We've been talking about switching out the crib for the toddler bed for a while. Dora has thrown herself out of the crib twice. Once she hit the chair by her bed and once I dove in to catch her, like my old softball days at second base. In both instances, her fall was broken, but she still hit the floor. I knew that the change was imminent, but yesterday when Brian and I met for lunch I was still surprised when he said he'd put up the toddler bed. When Dora and I came home from school yesterday, I took the crib apart, unable to shake the image of myself putting it together over two years ago, my big round belly between me and the red wooden posts.
I have always resisted the change of seasons when summer becomes fall. I probably picked this up from my mother, who loved summertime and also hated to see the winter coming. As we walked around the block tonight, I realized that if I would let go of my sadness about summer ending, let go of my apprehension of the cold and gray that comes with winter, I could actually enjoy the fall. I could be one of those people who say "I love fall" and actually mean it. I've probably been cheating myself out of enjoying the season because I'm so focused on what we're losing. You know that saying, about life being what happens while you're making plans. It's true that it's so hard to live in the present - especially when you're hung up on the immediate past or future.
When Dora toggles between babyhood and childhood, it's like I'm witnessing time standing still, overlapping between the past and the future. I see those glimpses of babyhood and I try to pay close attention, wondering if that's the last time she'll look at me like that. About a week ago, she started pronouncing "milk" correctly, saying the "k" at the end instead of "t". We all said "milt" because she said it, and now she says it right so we probably have to let that go now. I know she needs to learn the right pronunciation, but I hate to see her baby words go, too. One day I put her to bed in the crib, and the next, she's in a toddler bed. It's probably for the best that Brian just did it one day, because I'm not sure I ever would have.

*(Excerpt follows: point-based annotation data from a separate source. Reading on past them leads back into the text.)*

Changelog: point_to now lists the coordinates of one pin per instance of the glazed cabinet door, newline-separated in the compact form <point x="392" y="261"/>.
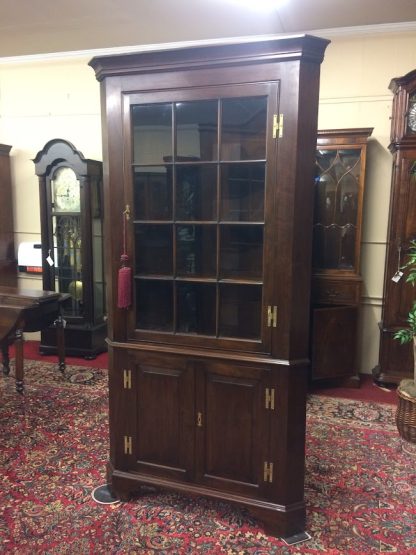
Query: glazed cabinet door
<point x="232" y="427"/>
<point x="200" y="187"/>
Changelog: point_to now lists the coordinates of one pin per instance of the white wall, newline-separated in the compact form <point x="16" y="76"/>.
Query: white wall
<point x="49" y="99"/>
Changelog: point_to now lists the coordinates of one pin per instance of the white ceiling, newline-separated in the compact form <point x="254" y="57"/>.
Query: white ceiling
<point x="47" y="26"/>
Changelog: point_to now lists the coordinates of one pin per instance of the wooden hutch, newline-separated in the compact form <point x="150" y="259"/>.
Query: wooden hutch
<point x="395" y="359"/>
<point x="208" y="159"/>
<point x="336" y="281"/>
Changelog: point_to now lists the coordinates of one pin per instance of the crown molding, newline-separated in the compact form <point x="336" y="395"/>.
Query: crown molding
<point x="368" y="30"/>
<point x="380" y="29"/>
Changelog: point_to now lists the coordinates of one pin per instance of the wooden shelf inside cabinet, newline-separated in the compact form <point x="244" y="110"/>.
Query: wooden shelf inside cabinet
<point x="336" y="282"/>
<point x="208" y="366"/>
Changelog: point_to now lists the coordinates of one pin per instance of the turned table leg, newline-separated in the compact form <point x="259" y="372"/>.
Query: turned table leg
<point x="19" y="361"/>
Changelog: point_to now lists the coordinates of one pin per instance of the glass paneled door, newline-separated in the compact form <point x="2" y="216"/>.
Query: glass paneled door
<point x="199" y="176"/>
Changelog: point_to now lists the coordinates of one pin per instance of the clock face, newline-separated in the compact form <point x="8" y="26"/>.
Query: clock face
<point x="66" y="191"/>
<point x="411" y="117"/>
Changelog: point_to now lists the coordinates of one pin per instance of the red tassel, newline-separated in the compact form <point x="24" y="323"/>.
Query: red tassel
<point x="124" y="283"/>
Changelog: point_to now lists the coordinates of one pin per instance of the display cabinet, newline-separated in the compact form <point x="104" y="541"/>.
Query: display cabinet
<point x="210" y="154"/>
<point x="8" y="262"/>
<point x="336" y="281"/>
<point x="396" y="360"/>
<point x="71" y="207"/>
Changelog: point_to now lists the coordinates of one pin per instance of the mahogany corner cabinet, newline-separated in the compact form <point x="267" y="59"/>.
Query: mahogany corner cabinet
<point x="209" y="158"/>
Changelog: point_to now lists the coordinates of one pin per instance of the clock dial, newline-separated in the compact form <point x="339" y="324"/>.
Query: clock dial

I know that I am blessed to witness every day I have with Isadora. Some days I can't believe how lucky I am that I get to be her mother. I wonder why God chose me for her, how Brian and I could make someone who is so completely perfect in every way. I don't believe its a bad thing to think fondly of the past - in fact, I think remembering our past is an essential part of who we are. But I also think I really need to make the effort to live in the present - to relish Dora's new ability to pronounce words, to rejoice in her singing and dancing, even if she's lost that baby wobbliness that I love so much, to smile at her inquisitiveness and ability, allowing myself to wonder if she's actually a genius. It is so easy to get caught up in work and schedules and life and pets and chores, so easy to waste away every evening with Dora on those tasks when we should be sitting down together working on her bear puzzle. She plays wonderfully by herself, and sometimes I have to take advantage of that, but I also have to take advantage of the fact that she and I have every night to ourselves, to focus on each other and play with reckless abandon. So maybe it is fall - summer is over, winter is on the way. But the air is crisp, the leaves beautiful, the sun still warm. Enjoy it! Hold hands with that baby girl and check out the fall leaves - live in the now and keep an eye out for those glimpses of babyhood and childhood overlapping. To borrow some words from my friend David Dhoop - I don't want to miss a thing.